Yine bir gün evimizin yanından geçen Osman isimli şahsın, çocuklar tarafından taşlandığına şahit olmuştum. Osman dönüp kendilerine bağırdığında, çocuklar dağılıp gidiyorlardı. Sonra yürümeye devam edince, Osman’ı taşlamaya devam ediyorlardı.
İslam’ı dert edinmiş köylerde de durum aynıydı. Buğdayları olmasına rağmen değirmenler, ambargo şartları gereği, buğdaylarını öğütmüyorlardı.
Ambargo bir kaç yıl devam etti. Tabi her yılın Ramazan ayı çok zor şartlar altında geçiyordu. Ramazan orucu çekilen çileyi katmerleştiriyordu. Aileler bu duruma bir çare bulmak zorunda idi. Çaresiz çoktan beridir kullanmadıkları, iki yuvarlak taşın üst üste konulmasından oluşan el değirmenlerini depolarından çıkardılar. Erkekler buğdayları öğütüyor, ince bulgur gibi ufalanan buğdayları, kadınlar ekmek yapıyordu.
Mutlak manada ekmek ve suyun olması iftar ve sahur için yeterli görülüyordu. Kimsenin salça, yağ, baharat gibi lüks gıda malzemesi isteme gibi bir dertleri yoktu. Yeter ki iftarda su ve ekmek olsun. Tabi aynı şey sahur için de geçerliydi. Bereket versin geçmiş senelerden kalma buğdayları vardı.
Hacı Abdülhamit isimli arkadaştan dinlemiştim. Bir kaç kişi ile kaldıkları bir yerde, sadece bulgur yiyerek iftar ve sahur ediyorlarmış. Tabi bulgurun içine konacak yağ olmadığı için; su, tuz ve bulgurdan oluşan menu ile idare etmişler.

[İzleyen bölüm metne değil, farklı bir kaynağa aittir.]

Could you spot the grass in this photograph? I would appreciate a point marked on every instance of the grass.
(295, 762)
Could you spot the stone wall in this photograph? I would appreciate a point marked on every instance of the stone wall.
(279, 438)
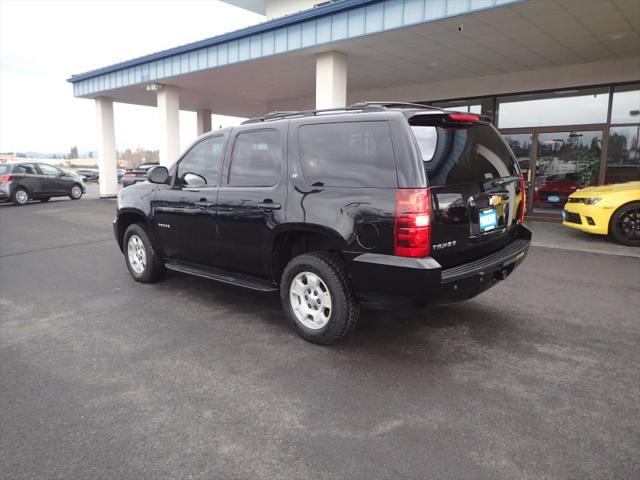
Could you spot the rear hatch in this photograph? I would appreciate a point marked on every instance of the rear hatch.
(475, 185)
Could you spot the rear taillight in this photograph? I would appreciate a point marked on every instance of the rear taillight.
(412, 229)
(463, 117)
(523, 199)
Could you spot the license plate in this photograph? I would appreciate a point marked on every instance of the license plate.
(488, 220)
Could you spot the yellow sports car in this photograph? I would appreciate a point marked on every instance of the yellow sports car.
(608, 209)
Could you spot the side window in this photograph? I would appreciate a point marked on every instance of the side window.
(200, 166)
(348, 154)
(256, 159)
(26, 168)
(48, 170)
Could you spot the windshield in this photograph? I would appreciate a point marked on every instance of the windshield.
(463, 153)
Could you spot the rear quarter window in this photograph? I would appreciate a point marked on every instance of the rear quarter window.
(348, 154)
(464, 154)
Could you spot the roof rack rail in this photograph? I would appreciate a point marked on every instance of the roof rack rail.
(364, 105)
(356, 107)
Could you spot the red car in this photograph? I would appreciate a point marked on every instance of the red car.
(554, 190)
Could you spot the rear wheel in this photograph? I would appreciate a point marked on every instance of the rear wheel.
(20, 196)
(317, 298)
(76, 192)
(625, 224)
(142, 259)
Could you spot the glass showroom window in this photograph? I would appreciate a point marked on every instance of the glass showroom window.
(568, 107)
(625, 107)
(623, 157)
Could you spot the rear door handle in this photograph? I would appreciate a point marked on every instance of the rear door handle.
(269, 205)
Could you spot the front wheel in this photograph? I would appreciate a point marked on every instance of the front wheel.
(142, 260)
(76, 192)
(318, 299)
(20, 196)
(625, 224)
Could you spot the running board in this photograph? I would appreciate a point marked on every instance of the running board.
(211, 273)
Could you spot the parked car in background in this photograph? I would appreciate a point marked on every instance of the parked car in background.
(136, 175)
(606, 210)
(554, 190)
(380, 205)
(24, 181)
(89, 174)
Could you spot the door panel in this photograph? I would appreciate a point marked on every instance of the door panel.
(252, 199)
(53, 183)
(184, 213)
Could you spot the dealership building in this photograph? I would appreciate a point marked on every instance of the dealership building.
(560, 79)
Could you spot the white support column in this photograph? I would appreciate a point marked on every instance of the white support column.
(331, 80)
(169, 111)
(107, 161)
(204, 121)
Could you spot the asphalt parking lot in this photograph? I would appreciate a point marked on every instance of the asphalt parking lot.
(101, 377)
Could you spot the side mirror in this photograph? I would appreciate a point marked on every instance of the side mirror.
(193, 180)
(158, 174)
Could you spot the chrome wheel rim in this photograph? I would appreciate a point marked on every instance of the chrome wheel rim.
(22, 197)
(136, 254)
(310, 300)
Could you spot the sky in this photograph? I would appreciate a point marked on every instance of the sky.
(44, 42)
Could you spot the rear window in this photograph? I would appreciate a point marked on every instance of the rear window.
(347, 154)
(463, 153)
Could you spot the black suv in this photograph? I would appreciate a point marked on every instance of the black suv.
(378, 204)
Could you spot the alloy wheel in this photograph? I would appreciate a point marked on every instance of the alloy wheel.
(136, 254)
(22, 197)
(629, 224)
(310, 300)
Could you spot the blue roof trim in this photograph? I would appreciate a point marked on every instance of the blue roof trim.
(312, 13)
(323, 25)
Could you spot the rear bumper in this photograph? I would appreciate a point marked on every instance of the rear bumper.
(386, 281)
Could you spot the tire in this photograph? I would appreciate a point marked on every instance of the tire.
(20, 196)
(141, 257)
(625, 224)
(318, 275)
(76, 192)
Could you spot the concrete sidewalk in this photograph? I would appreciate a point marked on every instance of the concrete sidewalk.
(555, 235)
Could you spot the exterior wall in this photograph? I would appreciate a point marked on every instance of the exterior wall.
(599, 73)
(340, 22)
(280, 8)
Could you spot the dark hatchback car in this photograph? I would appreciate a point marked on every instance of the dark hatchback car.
(380, 205)
(24, 181)
(135, 175)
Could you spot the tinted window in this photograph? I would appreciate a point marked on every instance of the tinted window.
(464, 154)
(349, 154)
(256, 160)
(202, 162)
(48, 169)
(26, 168)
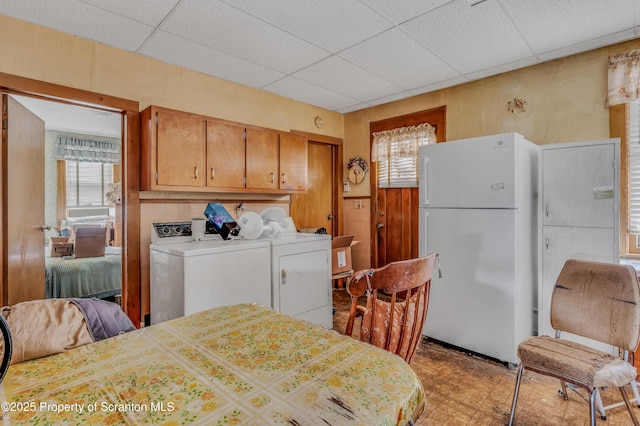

Ara ara Midyat’tan bazı şahıslar minibüslere yükledikleri un, tuz vb. temel gıda maddelerini, bu şahısların kapılarının önüne koyuyorlardı. Ev sahipleri kendi aralarında şakalaşıp, “Hazreti Hızır” sizlere gıda getiriyor, artık afiyetle yiyin” diyorlardı.
Bazen İlçede bunca zulmü hoş karşılamayanlar çok gizli bir şekilde bu evlere yardım malzemesi yetiştiriyorlardı. Gizliden gizliye ekmek alıp, onların avlulularına atıyor veya kapılarına un, yağ, şeker, tuz vb. gıda malzemesi koyuyorlardı.
Bu şekilde gıdasız kalan ailelerden biri de Ekrem Baştuğ’ların evi idi. Öyle ki yiyecek hiçbir şeyleri kalmamıştı. Bir de Ramazan orucu başlayınca çok daha zorlu bir sürece girildi. Ekrem’lerde sadece yarım çuval pirinç kalmıştı. Bu yarım çuval pirinci, pilav olarak pişirip, iftar ve sahurda iki öğün olarak yiyorlardı.
Onların da herkes gibi gözü “Hazreti Hızır”da idi. Birilerinin kapılarına gıda malzemesi koymasını bekliyorlardı. Midyat’ta İslami hassasiyetleri olan bazı aileler, kendi aralarında gıda maddesi alıp, tespitli olan İdilli ailelerin kapılarına gizliden gizliye bırakıyorlardı.
Nitekim Ekrem’lerin evindeki pirincin bitmesine yakın, kapıya bir çuval gıda malzemesi konulmuştu. Aile gökyüzünden meleklerin yardıma geldiklerine inanıyordu. Ya da Hazreti Hızır dedikleri olay doğruydu. Neyse onlar gelen gıda malzemesi ile iftar ve sahur yapmaya başladılar.
Ambargo yıllarında, Ramazan ve Kurban Bayramları da bayram olmaktan uzaktı. Çünkü bu aileler için şekersiz, çikolatasız geçen bayramlar olarak biliniyorlardı.